AI-Powered NL-to-SQL System thumbnail

AI-Powered NL-to-SQL System

TL;DR

LLM-powered backend system converting natural language to executable PostgreSQL queries using schema-aware prompting and a multi-layer validation pipeline. Built with Google Gemini, FastAPI, and asyncpg — includes fuzzy matching, SQL guardrails, cost-optimised on-demand LLM calls, query observability logging, and an interactive Streamlit UI with CSV export and schema exploration.

3-Layer Validation Pipeline
7 Modular Service Layers
SELECT-Only Guardrails
Async FastAPI Backend
Google Gemini 2.5 Flash
Python FastAPI PostgreSQL Google Gemini LLM NLP Streamlit asyncpg Pydantic Schema-Aware Prompting

Project Overview

Most people who need data insights don't know SQL. They either wait for an analyst or go without the answer entirely. This project solves that problem directly. The AI-Powered NL-to-SQL System converts plain English questions into safe, optimised PostgreSQL queries and returns structured results — enabling non-technical users to query live databases without writing a single line of SQL.
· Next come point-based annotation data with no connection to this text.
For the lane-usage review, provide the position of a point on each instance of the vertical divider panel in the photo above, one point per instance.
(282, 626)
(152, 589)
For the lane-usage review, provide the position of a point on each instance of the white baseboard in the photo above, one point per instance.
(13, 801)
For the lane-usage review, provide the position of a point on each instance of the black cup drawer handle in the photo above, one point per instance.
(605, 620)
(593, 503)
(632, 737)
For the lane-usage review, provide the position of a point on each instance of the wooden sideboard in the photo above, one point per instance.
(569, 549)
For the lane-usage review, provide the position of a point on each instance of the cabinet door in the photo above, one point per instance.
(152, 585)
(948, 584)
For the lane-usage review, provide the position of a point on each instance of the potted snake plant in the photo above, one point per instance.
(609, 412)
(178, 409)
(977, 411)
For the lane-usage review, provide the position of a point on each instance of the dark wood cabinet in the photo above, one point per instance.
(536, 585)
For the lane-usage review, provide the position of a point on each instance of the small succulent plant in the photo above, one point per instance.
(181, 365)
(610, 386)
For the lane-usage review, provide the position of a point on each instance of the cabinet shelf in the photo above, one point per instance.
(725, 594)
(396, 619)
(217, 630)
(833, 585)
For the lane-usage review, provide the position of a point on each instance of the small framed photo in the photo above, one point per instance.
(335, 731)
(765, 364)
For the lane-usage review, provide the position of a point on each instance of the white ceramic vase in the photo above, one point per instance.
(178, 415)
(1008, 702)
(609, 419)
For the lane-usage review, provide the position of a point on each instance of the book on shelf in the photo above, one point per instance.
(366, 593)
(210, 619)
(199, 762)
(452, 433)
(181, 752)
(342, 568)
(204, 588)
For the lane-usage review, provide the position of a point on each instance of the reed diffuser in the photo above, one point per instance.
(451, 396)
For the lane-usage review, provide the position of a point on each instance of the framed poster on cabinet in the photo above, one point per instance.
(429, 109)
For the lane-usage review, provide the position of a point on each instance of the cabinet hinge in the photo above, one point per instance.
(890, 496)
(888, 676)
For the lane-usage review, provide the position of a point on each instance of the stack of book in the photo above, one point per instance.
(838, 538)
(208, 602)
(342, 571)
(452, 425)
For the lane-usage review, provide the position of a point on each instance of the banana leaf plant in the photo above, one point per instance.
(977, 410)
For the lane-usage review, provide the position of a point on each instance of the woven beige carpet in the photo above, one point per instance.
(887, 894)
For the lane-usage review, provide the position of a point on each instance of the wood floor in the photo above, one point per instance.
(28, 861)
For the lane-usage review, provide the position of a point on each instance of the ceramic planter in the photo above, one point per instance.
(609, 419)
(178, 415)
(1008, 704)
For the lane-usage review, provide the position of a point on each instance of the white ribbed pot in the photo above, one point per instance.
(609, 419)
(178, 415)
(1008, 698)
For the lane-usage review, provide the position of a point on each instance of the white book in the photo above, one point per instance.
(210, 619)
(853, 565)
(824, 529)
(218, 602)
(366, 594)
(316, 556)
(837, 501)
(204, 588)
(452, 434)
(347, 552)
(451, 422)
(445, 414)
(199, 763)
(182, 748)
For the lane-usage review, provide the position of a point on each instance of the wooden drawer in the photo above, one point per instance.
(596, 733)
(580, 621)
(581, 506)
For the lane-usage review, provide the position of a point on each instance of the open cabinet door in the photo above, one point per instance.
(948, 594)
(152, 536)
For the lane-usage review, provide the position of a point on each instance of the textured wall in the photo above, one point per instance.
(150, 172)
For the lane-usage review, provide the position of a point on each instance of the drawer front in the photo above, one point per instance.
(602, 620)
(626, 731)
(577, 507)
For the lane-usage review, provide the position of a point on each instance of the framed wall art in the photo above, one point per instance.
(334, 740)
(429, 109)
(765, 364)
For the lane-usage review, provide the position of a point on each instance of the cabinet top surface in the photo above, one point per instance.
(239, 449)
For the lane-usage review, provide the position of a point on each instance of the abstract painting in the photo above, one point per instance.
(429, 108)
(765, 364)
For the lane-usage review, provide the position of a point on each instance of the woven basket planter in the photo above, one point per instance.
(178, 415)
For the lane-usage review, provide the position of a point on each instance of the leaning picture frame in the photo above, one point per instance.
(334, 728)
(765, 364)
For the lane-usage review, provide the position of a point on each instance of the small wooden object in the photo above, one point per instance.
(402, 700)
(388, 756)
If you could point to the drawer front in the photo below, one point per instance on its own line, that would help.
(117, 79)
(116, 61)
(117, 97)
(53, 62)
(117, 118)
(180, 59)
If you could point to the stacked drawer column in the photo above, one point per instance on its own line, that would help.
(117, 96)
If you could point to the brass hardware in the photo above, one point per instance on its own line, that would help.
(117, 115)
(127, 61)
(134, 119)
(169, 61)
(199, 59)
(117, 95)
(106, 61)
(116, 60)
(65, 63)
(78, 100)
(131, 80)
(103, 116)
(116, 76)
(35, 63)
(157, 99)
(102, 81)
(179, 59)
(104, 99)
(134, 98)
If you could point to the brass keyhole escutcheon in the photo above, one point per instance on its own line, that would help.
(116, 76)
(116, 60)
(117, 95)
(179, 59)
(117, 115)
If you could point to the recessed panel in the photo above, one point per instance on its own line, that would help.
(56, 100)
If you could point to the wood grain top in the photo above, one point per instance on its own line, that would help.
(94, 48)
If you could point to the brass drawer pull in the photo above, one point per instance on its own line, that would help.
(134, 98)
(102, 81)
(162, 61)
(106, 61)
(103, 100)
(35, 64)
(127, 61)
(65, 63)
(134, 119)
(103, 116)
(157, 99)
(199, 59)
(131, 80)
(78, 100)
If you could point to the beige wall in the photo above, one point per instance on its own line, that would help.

Built with Google Gemini 2.5 Flash, FastAPI, and asyncpg, the system goes far beyond a simple prompt-to-query wrapper. It implements schema-aware context injection, a multi-layer validation pipeline, strict SQL safety guardrails, backend-controlled query execution, cost-optimised LLM usage, and a structured query observability system — patterns you would expect in a production AI backend.

System Pipeline

Every query passes through a strict, ordered pipeline. No stage is skipped:

User Question Ambiguity Check Schema Relevance LLM Classifier SQL Generation Confidence Eval SQL Validation Query Execution Structured Response

Key Features & Engineering Decisions

Schema-Aware Prompt Engineering:
  • Live database schema (tables, columns, PKs, FKs) is injected into every Gemini prompt from a fingerprinted, TTL-cached schema store.
  • Prevents hallucinated table and column names — the model cannot generate SQL referencing schema that doesn't exist.
  • Schema is MD5-fingerprinted and cached with a 1-hour TTL — cache refreshes only when the schema actually changes, not on every request.
Multi-Layer Validation Pipeline:
  • Layer 1 — Rule-Based Filter: Fast-reject via pattern matching for greetings, write-intent keywords, and clearly out-of-scope inputs. No LLM call consumed.
  • Layer 2 — Fuzzy Schema Relevance: difflib.SequenceMatcher (similarity threshold 0.75) maps user terms to schema keywords — handles typos like "produts" → "products" without rejection.
  • Layer 3 — LLM Intent Classifier: Only queries that pass layers 1 and 2 reach the LLM classifier, dramatically reducing token usage on invalid inputs.
SQL Safety Guardrails:
  • Strict allowlist — only SELECT and WITH … SELECT (CTEs) are permitted. Any other statement pattern is rejected before execution.
  • Blocked keywords: INSERT, UPDATE, DELETE, DROP, ALTER, TRUNCATE, EXECUTE, GRANT, REVOKE, and stacked statement separators.
  • SQL comment injection via -- and /* */ explicitly blocked to prevent prompt injection via query strings.
  • Every query executes inside a READ ONLY transaction — a database-level second line of defence even if a statement slips through validation.
Backend-Controlled LIMIT Enforcement:
  • LIMIT is never delegated to the LLM. The query executor injects row caps using a custom paren-depth parser that correctly identifies the outer SELECT of CTEs — not the inner CTE body, which would break the query.
  • Prevents large full-table scans and protects system performance under all query patterns.
Confidence Warning System:
  • Post-generation rule-based evaluator emits structured, machine-readable warnings surfaced in the API response and UI:
MISSING_FILTER SELECT_STAR AMBIGUOUS_COLUMN LARGE_RESULT LOW_CONFIDENCE STRICT_MATCH AMBIGUOUS_QUERY OUT_OF_SCOPE
Cost Optimisation Strategies:
  • On-demand explanation — plain-English SQL explanations are generated only when the user explicitly requests them via a separate /explain endpoint. Zero unnecessary LLM calls during standard query execution.
  • Schema caching with fingerprint-based invalidation eliminates repeated database introspection calls.
  • Two-stage validation (rules first, LLM second) means the majority of invalid inputs never reach a paid API call.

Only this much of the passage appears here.